A view of the Dorchester North Burial Ground in Uphams Corner last week shows that only a large stump remains from a century-old Norway Maple that was removed under the direction of a city of Boston restoration project.
Photo courtesy Christopher Poteet

A city of Boston effort to restore and preserve a historic cemetery in Uphams Corner is now under way. The work inside the Dorchester North Burial Ground on Columbia Road includes the removal of many mature trees that officials say are dead or dying.

Kelly Thomas, the director of city’s Historic Burial Ground Initiatives, said in a statement that the tree removal is “only the first stage of the project. We are replanting 28 new trees and 136 flowering shrubs, and our goal is to maintain many healthy trees in this site.
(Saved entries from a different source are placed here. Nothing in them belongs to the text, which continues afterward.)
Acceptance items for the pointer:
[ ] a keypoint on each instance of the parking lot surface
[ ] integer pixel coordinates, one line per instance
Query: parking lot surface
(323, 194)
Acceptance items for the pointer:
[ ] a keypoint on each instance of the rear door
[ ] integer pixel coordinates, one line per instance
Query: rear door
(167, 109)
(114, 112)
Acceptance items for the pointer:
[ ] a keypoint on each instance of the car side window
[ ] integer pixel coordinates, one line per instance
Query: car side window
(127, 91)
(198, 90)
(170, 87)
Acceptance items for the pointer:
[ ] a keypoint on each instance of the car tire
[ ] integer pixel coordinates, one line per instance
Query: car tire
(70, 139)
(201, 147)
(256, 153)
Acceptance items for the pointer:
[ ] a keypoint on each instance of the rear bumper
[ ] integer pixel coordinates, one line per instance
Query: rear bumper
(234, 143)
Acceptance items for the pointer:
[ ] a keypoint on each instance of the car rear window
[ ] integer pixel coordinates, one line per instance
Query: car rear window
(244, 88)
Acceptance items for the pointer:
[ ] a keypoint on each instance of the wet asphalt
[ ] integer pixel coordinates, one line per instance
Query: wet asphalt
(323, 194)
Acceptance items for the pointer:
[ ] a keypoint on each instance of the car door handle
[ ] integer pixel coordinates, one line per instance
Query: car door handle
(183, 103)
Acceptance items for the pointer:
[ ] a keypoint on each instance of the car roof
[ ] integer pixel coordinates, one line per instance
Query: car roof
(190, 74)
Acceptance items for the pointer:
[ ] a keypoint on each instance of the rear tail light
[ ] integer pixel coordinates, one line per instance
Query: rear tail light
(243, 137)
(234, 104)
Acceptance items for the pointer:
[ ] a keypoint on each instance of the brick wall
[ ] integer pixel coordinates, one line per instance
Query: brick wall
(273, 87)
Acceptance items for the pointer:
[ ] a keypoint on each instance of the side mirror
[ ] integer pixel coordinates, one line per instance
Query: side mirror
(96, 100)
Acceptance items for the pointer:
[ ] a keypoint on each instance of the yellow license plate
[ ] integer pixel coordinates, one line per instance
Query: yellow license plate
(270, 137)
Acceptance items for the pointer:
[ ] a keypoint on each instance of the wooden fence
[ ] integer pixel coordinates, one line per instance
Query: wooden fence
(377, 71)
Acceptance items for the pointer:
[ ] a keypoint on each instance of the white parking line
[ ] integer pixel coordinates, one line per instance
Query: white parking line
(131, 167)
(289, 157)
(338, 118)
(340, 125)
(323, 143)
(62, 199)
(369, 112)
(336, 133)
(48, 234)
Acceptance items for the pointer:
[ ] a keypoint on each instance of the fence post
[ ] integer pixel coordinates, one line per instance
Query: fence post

We are also replicating the old and broken Victorian pathway signs.”

Laid out in 1634, four years after the first Puritan settlers landed near what is now Savin Hill on the waters of Dorchester Bay, the burial ground is one of the oldest in the region. The 3.27-acre lot was framed by large trees, many over 40 feet tall.

One of the trees felled this season was a large Norway Maple that was over 100 years old, according to Thomas. “It has been cabled twice in an attempt to save it, but each time the cables broke,” he said. “There were some large dead limbs and some hollow spots. The tree was inspected by two different arborists and was deemed to be dangerous. If there are dead limbs and hollow spots, the tree is in the process of dying.”

Many of the trees that have been removed— including the Norway Maple— are considered “invasive species” and are now illegal to plant in the state. The city is following a master plan developed over the last several years aimed at maintaining the historic cemetery while also preventing structural damage to the many colonial era headstones and ornamental walkways.

“Since public safety is our number priority, we had to remove the Norway Maple,” explained Thomas. “The problem with dead limbs and hollows spots is that this means the tree is weak and the limbs can fall off. If they hit someone, it can kill them. This site is visited by many genealogists and history buffs.”

Added Thomas: “Although one cannot see it from the street, there are many underground tombs (masonry crypts) near the walls. These trees undermine the stability of the walls and the underground tombs because their roots grow into them and crack and break structures.”

There are 16 historic burial sites under the control of the city of Boston through the Parks and Recreation Department. Two are in Dorchester, including the South Burial Ground on Dorchester Avenue in Lower Mills.